You know, life is a little interesting.
I have certainly evolved over the years. I grew up in a big family, and decided ’round about the age of 11 that I would NEVER have children. That lasted until I found two pink lines on a stick at the tender age of 19. Fast-forward, and here I am! Joyful, overwhelmed, outnumbered, and disorganized. I could honestly employ a household staff of about six and still have my doubts about how everything would get done in a day. I try to mother the Cubs, and my husband (lovingly referred to herein as the “PackDaddy”) works almost tirelessly to maintain the Den and generally looks bewildered by this all.
How did I come to be the Den-Momma? Now, I guess I don’t really know. I am the oldest of my siblings, and as my parents “aged” (a.k.a.= got smarter) the hosting of overnight guests, events, and gatherings just gravitated here. I think they figured that since this place was already such a zoo, I would’t even notice. They were probably right. My sister and I had already lovingly started referring to each other as “The Wolf Pack,” and during one teary late night talk-me-off-the-ledge-known-as-law-school phone call she sobbed “I just want to be back in the Den with you!”

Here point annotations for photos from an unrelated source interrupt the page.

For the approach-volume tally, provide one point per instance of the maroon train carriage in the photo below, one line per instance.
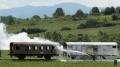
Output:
(23, 49)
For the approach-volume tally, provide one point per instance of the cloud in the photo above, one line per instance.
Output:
(5, 4)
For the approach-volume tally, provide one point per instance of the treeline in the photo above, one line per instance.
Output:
(95, 11)
(33, 30)
(100, 37)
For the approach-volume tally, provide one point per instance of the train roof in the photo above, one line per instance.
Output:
(91, 43)
(36, 43)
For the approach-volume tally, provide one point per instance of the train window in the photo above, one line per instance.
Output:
(48, 47)
(29, 47)
(41, 47)
(114, 46)
(35, 47)
(17, 48)
(52, 47)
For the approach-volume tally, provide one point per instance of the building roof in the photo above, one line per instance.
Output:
(91, 43)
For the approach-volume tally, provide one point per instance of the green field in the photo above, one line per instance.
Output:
(6, 61)
(42, 63)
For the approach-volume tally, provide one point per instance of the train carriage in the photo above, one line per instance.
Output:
(23, 49)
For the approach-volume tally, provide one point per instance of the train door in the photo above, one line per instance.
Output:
(20, 49)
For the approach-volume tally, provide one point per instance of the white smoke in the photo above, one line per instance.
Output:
(6, 38)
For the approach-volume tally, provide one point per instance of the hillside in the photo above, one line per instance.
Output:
(29, 11)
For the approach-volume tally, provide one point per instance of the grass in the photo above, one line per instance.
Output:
(6, 61)
(29, 63)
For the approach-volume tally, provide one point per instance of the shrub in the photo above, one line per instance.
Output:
(33, 30)
(66, 28)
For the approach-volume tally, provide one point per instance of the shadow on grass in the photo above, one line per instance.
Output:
(28, 60)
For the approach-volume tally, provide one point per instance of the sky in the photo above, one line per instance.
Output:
(6, 4)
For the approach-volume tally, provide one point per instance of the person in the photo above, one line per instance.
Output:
(115, 62)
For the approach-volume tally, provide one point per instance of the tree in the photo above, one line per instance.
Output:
(115, 17)
(58, 13)
(109, 10)
(95, 11)
(103, 37)
(79, 14)
(55, 36)
(36, 17)
(113, 10)
(11, 20)
(118, 10)
(45, 16)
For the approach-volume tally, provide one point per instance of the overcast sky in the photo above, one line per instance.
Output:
(6, 4)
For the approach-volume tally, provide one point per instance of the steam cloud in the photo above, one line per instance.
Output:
(6, 38)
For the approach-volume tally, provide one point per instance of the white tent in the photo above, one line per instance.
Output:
(93, 48)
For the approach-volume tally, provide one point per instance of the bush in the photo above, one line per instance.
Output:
(33, 30)
(94, 24)
(65, 28)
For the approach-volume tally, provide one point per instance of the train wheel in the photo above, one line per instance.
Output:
(21, 57)
(47, 57)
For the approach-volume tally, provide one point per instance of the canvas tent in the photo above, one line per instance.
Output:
(93, 48)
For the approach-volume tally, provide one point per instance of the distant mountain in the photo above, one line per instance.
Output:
(29, 11)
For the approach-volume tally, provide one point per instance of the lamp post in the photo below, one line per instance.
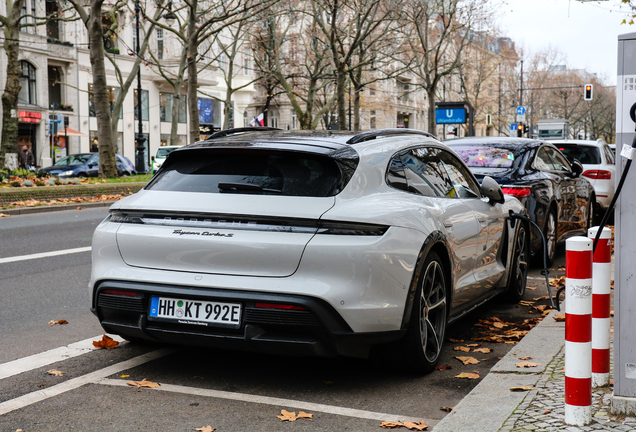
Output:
(140, 164)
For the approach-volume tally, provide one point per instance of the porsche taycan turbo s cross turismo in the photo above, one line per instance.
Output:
(307, 243)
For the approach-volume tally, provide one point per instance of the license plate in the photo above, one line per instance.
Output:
(196, 312)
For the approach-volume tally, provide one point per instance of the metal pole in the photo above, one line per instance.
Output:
(521, 89)
(141, 148)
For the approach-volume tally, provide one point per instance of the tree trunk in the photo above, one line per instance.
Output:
(107, 164)
(192, 58)
(9, 141)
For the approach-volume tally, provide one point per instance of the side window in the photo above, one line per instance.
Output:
(395, 175)
(463, 181)
(560, 162)
(426, 174)
(543, 160)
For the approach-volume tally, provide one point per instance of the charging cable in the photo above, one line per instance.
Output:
(545, 271)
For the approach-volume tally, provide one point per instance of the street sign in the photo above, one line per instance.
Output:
(513, 129)
(450, 116)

This home…this crazy collection of children and friends and pets and random folk who seem to turn up here at dinnertime…this IS my Den. I am so very lucky to have this chance to provide my family with a safe haven. This is my chance to teach them how to survive in a crazy fool and unkind world. And every time they turn up their noses and bemoan what’s for dinner…every time they slam their doors…every tear that soaks into the floor…every ouchie that gets kissed to better…every laugh that echos through the open window and out into the world…that’s what makes this a home. A Den they can always come home to, and that one day-despite what they say…they will miss.